The solution to this problem is to realize that there must be some degree of mind in all matter. This view is known as panpsychism, a view fleshed out to some degree by Greek and Indian philosophers thousands of years ago. David Skrbina’s Panpsychism in the West is a wonderful history of these ideas and more. Panpsychism, while out of fashion for much of the 20th Century, is coming back into fashion in the 21st Century as more and more thinkers realize that the prevailing “emergence” theory of mind fails in principle.
Schopenhauer, the surly German 19th Century philosopher, perhaps said it best: “Materialism is the philosophy of the subject (consciousness) that forgets to take account of itself.” Panpsychism holds that mind is the inside of matter, so while we can only see the outsides of objects available to our senses, like the neurons and dendrites of our hypothetical brain surgery patient, we know from our own direct experience that matter also has an inside and this is what we call mind.

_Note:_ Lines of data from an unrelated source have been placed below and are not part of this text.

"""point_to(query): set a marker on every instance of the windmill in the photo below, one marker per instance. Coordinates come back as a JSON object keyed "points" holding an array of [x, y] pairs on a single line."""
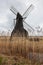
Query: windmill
{"points": [[20, 20]]}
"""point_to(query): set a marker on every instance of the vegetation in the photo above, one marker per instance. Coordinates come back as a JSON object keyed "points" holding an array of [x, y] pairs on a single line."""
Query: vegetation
{"points": [[18, 50]]}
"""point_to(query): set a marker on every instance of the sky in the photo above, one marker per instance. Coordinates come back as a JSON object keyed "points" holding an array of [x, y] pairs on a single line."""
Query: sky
{"points": [[35, 18]]}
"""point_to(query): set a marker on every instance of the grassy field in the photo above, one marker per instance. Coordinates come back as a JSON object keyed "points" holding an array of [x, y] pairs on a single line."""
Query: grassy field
{"points": [[21, 47]]}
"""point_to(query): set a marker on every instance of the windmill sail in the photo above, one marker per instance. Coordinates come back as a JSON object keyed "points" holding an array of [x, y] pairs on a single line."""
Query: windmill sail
{"points": [[30, 8], [29, 27], [14, 10]]}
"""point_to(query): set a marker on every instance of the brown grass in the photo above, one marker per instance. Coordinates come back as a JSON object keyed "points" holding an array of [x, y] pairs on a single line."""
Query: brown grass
{"points": [[21, 46]]}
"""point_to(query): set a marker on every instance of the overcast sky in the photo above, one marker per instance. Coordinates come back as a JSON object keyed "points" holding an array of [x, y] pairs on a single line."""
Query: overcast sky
{"points": [[34, 19]]}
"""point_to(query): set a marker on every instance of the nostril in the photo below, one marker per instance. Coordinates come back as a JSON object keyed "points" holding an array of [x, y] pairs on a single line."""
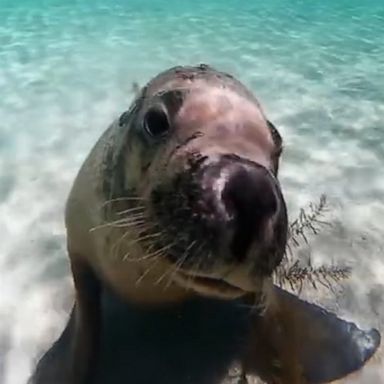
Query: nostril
{"points": [[249, 197]]}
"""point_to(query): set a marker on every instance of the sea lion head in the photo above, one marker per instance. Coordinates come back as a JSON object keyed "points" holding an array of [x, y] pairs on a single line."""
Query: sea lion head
{"points": [[203, 160]]}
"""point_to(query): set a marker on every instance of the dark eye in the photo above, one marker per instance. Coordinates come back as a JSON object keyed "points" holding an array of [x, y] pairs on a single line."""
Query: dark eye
{"points": [[156, 122]]}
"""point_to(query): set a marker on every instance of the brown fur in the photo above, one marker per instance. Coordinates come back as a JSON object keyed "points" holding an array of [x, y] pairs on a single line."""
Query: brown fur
{"points": [[215, 103]]}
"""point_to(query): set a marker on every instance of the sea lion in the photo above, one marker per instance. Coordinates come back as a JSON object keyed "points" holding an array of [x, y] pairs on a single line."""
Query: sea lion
{"points": [[179, 200], [179, 197]]}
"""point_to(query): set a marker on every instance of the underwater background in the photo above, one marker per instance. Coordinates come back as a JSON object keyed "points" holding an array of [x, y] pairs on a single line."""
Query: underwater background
{"points": [[66, 71]]}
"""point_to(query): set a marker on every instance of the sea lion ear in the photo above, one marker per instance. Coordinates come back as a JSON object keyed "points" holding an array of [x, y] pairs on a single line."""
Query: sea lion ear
{"points": [[277, 139], [328, 348]]}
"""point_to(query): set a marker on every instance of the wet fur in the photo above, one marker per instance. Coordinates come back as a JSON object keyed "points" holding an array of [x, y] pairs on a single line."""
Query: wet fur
{"points": [[110, 181]]}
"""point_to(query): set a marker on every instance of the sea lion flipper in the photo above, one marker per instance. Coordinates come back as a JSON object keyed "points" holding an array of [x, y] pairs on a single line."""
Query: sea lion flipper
{"points": [[328, 348]]}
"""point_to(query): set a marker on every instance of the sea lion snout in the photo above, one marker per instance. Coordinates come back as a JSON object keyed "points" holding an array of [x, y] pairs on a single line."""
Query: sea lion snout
{"points": [[221, 215], [239, 200]]}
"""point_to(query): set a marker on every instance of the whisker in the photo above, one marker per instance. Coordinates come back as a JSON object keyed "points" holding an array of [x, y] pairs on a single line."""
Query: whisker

This “absent-minded science” is not a problem just in cognitive science and philosophy of mind. It’s also a major problem in biology. The prevailing view of evolution, known as adaptationism or the Modern Synthesis, holds that we must avoid ascribing any purpose to the evolutionary process, either at the organismic level or higher levels. Indeed, the view that nature is completely devoid of purpose is a widely held and explicit assumption for the majority of biologists today. Talk about “design” and “intention,” when these terms are used by mainstream biologists, is always to be considered shorthand and tongue-in-cheek for processes that are wholly devoid of purpose or mind.
Yet here we are, humans with minds and intentions, trying to explain how we got here. Our purpose in devising theories of evolution is to explain key aspects of nature, including ourselves. Thus, if we are indeed part of nature—as we surely are—then the mere fact of our presence in the universe demonstrates unequivocally that mind is very much part of nature. If there is mind in us, and in all matter to some degree, then mind surely has had a role in the evolution of life from the very beginning.
The evolution of life has not, then, been a mindless process of random mutation and natural selection. Rather, the evolution of life has surely been a multi-faceted process with both random and purposeful elements from the get-go. Lamarck wasn’t entirely wrong, and nor was Darwin. The Modern Synthesis is at this time being extended into a new synthesis that recognizes a broader and richer view of evolution. Eva Jablonka and Marion Lamb’s excellent Evolution in Four Dimensions delves into some of these ideas.
It is time for science and philosophy to wholly repudiate Cartesian dualism, and its slightly less pernicious cousin reductionist materialism, and acknowledge that matter and mind are an undivided whole. Science has progressed far by expunging mind from its explanations. But to go further than today’s impasse we need to re-embrace mind, and ourselves, as an inherent part of nature.